“Berlusconi alle prossime elezioni? Miglior notizia di questa non potevamo ricevere oggi. Incoraggiamo Alfano in questo senso”. L’entusiastica dichiarazione non è di Sandro Bondi né di Emilio Fede, apostoli del signore del conflitto di interessi ma di Enrico Letta, vicesegretario del Pd commentando la proposta dell’Angelino ex ministro di Giustizia di ricandidare nel 2013 l’attuale premier alla guida del Paese. Chiaramente ironica l’osservazione del numero 2 del Partito democratico: Berlusconi è alla frutta, tra processi, gaffe internazionali, perdita dei consensi e liti nella maggioranza e qualora si ricandidasse sarebbe inevitabilmente destinato alla sconfitta.

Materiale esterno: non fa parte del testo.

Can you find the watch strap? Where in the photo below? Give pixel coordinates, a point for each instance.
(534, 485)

Siamo sicuri? Chi scommetterebbe, certo di vincere, che l’uomo più ricco e ricattatore d’Italia non sia in grado di risalire la china, come tante altre volte ha fatto, anche quando tutti lo davano sul viale del tramonto? Indro Montanelli scriveva che la cosa peggiore è “la facilità, la spontaneità con cui Berlusconi mente, e con cui le sue menzogne, a furia di ripeterle, evidentemente vengono bevute dagli altri”. Siamo certi che questi “altri” abbiano finalmente compreso l’inganno?

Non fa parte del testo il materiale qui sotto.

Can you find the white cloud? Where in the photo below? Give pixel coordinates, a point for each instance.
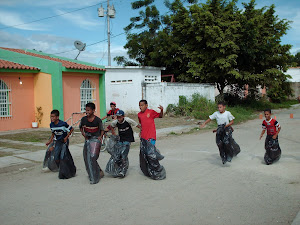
(60, 3)
(82, 20)
(52, 44)
(14, 19)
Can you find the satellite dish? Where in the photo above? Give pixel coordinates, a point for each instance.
(80, 46)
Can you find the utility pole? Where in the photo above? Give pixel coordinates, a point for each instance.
(110, 13)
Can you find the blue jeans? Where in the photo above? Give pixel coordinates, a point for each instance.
(125, 146)
(152, 141)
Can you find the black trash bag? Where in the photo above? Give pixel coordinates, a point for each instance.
(118, 163)
(49, 160)
(159, 155)
(91, 151)
(273, 150)
(149, 162)
(67, 168)
(227, 146)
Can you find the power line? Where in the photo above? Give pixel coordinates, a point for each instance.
(50, 17)
(94, 43)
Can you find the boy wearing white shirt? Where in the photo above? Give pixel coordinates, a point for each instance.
(226, 144)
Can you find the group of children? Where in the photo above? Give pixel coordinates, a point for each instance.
(58, 157)
(228, 148)
(92, 130)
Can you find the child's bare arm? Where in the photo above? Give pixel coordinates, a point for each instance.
(66, 138)
(262, 134)
(82, 132)
(104, 117)
(50, 140)
(275, 135)
(206, 122)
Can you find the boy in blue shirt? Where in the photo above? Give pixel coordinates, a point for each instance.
(61, 132)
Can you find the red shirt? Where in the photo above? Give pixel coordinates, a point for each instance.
(146, 120)
(271, 126)
(111, 113)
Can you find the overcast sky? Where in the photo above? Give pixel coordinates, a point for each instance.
(58, 33)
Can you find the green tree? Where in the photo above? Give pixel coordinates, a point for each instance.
(210, 33)
(262, 58)
(153, 43)
(212, 42)
(295, 60)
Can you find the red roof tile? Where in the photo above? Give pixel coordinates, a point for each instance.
(65, 63)
(11, 65)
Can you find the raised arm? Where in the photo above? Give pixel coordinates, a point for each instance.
(262, 134)
(275, 135)
(161, 114)
(206, 122)
(104, 117)
(230, 123)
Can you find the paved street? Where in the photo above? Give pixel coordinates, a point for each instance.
(198, 188)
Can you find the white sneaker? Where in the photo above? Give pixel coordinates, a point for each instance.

Berlusconi potrebbe anche non vincere alle prossime elezioni politiche ma perché caldeggiare la sua ricandidatura e non affermare ad esempio, Codice alla mano, che è ineleggibile? “I rappresentanti, amministratori e dirigenti di società e imprese volte al profitto di privati e sussidiate dallo Stato con sovvenzioni continuative o con garanzia di assegnazioni o di interessi non sono eleggibili…” Non è il paragrafo di una bozza di legge sul conflitto di interessi, mai peraltro realmente voluta dal centrosinistra, ma il testo, disatteso, inapplicato, raggirato del decreto del Presidente della Repubblica datato… 30 marzo 1957!
Ma non è solo un problema di conflitto di interessi. E’ il principio, ormai tristemente accettato e sponsorizzato, purtroppo anche in vari settori del centrosinistra, che a guidare il Paese possa essere un uomo ricco e potente, un magnate della finanza o dell’industria. Ripetendo la stessa inquietante equazione con la quale Berlusconi ha vinto e convinto gli italiani: “se ho ottenuto straordinari successi con le mie aziende posso farlo anche con il Paese”.

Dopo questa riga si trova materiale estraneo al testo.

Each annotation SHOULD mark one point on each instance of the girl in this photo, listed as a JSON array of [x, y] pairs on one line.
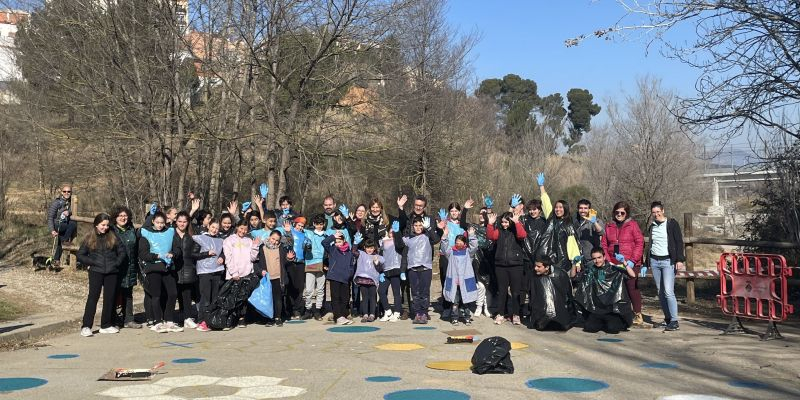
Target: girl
[[206, 252], [103, 253], [369, 266], [460, 286], [157, 250], [509, 259]]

L’equazione si è dimostrata a dir poco fallimentare eppure in questi giorni è arrivata una trasversale benedizione alle autocandidature di personaggi, sicuramente più presentabili del puttaniere pluriprocessato di Arcore ma la cui scesa in campo nasce con le stesse motivazioni.
Enrico Letta (Pd): “Alessandro Profumo? Lo candiderei subito. Secondo me Profumo è una persona competente e appassionata. Ce ne sarebbe bisogno, di persone come lui”. Francesco Rutelli (Api): “Luca Cordero di Montezemolo? Bene. chiunque vuol dare un contributo alla politica di questo paese è il benvenuto, perché il paese ha bisogno di energie nuove, di gente capace”. Senza dimenticare che nel 2000, tra le file del centrosinistra, ci fu persino chi fece il nome di Antonio Fazio come possibile leader…
Perché? Per quale ragione un banchiere o un dirigente d’azienda dovrebbero avere più titoli per governare un Paese di un sindaco, onesto e capace del nord, del centro o del sud che ha ben amministrato la sua città, lontano dai riflettori e senza coltivare interessi privati?